The Stones were back on stage for what was their biggest show in the UK since the Hyde Park concert of 1969 in August 1976, and it was in front of their biggest paying crowd ever…somewhere between 150,000 and 200,000 people.
One of the highlights for me was the performance of Willie Dixon’s Little Red Rooster, Rolling Stones does a version that is very close to Howling Wolf’s interpretation of the song. Slow and heavy Chicago blues with a fantastic groove.
“Little Red Rooster” (or “The Red Rooster” as it was first titled) is a blues standard credited to arranger and songwriter Willie Dixon. The song was first recorded in 1961 by American blues musician Howlin’ Wolf in the Chicago blues style. His vocal and slide guitar playing are key elements of the song. It is rooted in the Delta blues tradition and the theme is derived from folklore. It uses elements from several earlier blues songs. Charlie Patton’s 1929 “Banty Rooster Blues” contains the verses “What you want with a rooster, he won’t crow ‘fore day” and “I know my dog anywhere I hear him bark”, which are analogous to Dixon’s “I have a little red rooster, too lazy to crow ‘fore day” and “Oh the dogs begin to bark”. Some of the lyrics to Memphis Minnie’s 1936 acoustic combo blues “If You See My Rooster (Please Run Him Home)” are also similar. For example, she sings “If you see my rooster, please run ‘im on back home”, while Dixon uses “If you see my little red rooster, please drive ‘im home”. Additionally, similar melody lines are found in both songs. For her recording, Memphis Minnie does a full-throated imitation of a rooster’s crow. Mimicking animal sounds later became a feature of several recordings of “Little Red Rooster”.
The whole band is great, but for me it is Mick Jagger who really shines on this song.

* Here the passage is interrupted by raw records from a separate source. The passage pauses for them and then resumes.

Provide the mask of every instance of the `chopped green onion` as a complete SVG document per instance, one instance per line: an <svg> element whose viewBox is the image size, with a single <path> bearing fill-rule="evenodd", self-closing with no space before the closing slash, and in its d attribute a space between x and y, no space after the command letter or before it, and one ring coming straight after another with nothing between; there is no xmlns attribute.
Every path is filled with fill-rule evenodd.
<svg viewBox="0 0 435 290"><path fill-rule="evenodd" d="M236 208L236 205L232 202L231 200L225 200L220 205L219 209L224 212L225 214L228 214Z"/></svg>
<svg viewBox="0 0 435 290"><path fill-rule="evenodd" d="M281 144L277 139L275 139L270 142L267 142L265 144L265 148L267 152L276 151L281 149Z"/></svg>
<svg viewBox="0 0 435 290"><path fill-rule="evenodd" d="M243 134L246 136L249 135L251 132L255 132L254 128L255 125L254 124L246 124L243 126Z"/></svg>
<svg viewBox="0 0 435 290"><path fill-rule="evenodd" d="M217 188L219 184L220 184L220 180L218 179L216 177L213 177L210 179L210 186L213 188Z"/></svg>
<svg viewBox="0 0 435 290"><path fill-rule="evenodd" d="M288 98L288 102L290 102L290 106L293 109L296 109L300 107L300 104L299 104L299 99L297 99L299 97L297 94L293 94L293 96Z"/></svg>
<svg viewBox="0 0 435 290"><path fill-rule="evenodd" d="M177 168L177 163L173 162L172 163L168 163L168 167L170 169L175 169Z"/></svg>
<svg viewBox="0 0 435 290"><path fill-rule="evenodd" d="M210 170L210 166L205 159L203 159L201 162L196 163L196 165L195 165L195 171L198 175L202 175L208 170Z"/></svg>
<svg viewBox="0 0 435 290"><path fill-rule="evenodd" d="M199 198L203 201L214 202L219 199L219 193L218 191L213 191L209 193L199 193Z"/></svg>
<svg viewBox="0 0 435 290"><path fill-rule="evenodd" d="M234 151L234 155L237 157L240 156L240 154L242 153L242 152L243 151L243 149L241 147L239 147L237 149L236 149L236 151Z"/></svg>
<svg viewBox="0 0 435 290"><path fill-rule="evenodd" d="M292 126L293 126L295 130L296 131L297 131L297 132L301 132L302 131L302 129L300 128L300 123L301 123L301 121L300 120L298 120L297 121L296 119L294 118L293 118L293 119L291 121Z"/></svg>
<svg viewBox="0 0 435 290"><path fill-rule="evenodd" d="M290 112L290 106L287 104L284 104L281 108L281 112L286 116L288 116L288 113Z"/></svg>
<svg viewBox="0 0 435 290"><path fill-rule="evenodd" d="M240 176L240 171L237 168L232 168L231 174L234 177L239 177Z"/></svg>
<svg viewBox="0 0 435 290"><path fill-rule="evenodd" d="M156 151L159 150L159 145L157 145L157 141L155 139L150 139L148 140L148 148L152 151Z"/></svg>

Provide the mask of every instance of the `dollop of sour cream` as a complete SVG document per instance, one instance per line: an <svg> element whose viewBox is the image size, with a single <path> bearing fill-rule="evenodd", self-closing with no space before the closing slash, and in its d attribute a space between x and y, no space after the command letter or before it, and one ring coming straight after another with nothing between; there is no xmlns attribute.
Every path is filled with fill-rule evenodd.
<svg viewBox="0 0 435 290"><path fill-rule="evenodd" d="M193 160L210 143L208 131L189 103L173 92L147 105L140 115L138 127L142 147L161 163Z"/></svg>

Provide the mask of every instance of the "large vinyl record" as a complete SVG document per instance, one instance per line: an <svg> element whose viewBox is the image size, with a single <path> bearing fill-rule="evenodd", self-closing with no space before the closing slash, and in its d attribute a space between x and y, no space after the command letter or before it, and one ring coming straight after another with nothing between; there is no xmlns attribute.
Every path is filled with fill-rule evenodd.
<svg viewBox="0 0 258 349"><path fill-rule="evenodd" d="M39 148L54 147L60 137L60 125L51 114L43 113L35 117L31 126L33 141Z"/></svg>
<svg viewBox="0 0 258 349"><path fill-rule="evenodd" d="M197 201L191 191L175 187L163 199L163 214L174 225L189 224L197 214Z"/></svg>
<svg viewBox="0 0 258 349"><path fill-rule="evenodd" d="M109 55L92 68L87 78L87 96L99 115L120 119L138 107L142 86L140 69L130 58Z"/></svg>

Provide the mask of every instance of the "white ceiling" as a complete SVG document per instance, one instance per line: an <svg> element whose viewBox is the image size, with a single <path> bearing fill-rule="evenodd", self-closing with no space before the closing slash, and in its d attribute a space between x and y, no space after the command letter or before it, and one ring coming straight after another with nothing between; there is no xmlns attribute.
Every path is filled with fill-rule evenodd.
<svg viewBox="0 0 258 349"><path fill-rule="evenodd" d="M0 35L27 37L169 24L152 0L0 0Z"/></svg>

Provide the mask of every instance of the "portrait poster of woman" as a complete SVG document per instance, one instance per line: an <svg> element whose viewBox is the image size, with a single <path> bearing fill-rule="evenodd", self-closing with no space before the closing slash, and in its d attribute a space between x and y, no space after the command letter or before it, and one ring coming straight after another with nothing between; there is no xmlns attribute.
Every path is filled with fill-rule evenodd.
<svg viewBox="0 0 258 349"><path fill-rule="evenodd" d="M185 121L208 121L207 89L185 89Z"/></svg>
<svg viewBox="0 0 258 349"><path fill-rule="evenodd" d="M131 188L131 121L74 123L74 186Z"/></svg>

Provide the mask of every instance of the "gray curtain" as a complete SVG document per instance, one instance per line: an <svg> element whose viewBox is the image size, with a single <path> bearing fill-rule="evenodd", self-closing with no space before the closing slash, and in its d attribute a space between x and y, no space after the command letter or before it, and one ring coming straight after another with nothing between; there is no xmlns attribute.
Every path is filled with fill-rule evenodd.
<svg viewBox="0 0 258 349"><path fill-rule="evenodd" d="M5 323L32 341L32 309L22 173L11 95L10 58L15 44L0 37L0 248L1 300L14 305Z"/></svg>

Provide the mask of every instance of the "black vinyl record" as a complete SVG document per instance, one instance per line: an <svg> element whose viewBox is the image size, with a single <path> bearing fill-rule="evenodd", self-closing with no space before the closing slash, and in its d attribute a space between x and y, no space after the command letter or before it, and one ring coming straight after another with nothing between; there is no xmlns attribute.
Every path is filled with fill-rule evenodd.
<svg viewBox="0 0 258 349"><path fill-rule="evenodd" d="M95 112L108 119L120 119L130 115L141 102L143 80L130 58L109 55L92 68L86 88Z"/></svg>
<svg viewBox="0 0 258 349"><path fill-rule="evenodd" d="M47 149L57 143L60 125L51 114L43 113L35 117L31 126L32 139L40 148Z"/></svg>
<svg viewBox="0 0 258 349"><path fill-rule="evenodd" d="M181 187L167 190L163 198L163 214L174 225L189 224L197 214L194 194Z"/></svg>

“We must have been wearing brass balls that day, when we decided to put that out as a single. I think we just thought it was our job to pay back, to give them what they’ve given us. They’ve given us the music and the friendship, and let’s stand up, be men, and give them a blues, and it went to #1. Mr. Howlin’ Wolf, he didn’t mind at all. It was maybe a moment of bravado, in retrospect, but it worked. We have been blessed by the music that we listened to, and let’s see if we can actually spin it back around and make American white kids listen to Little Red Rooster. You had it all the time, pal, you know. You just didn’t listen.”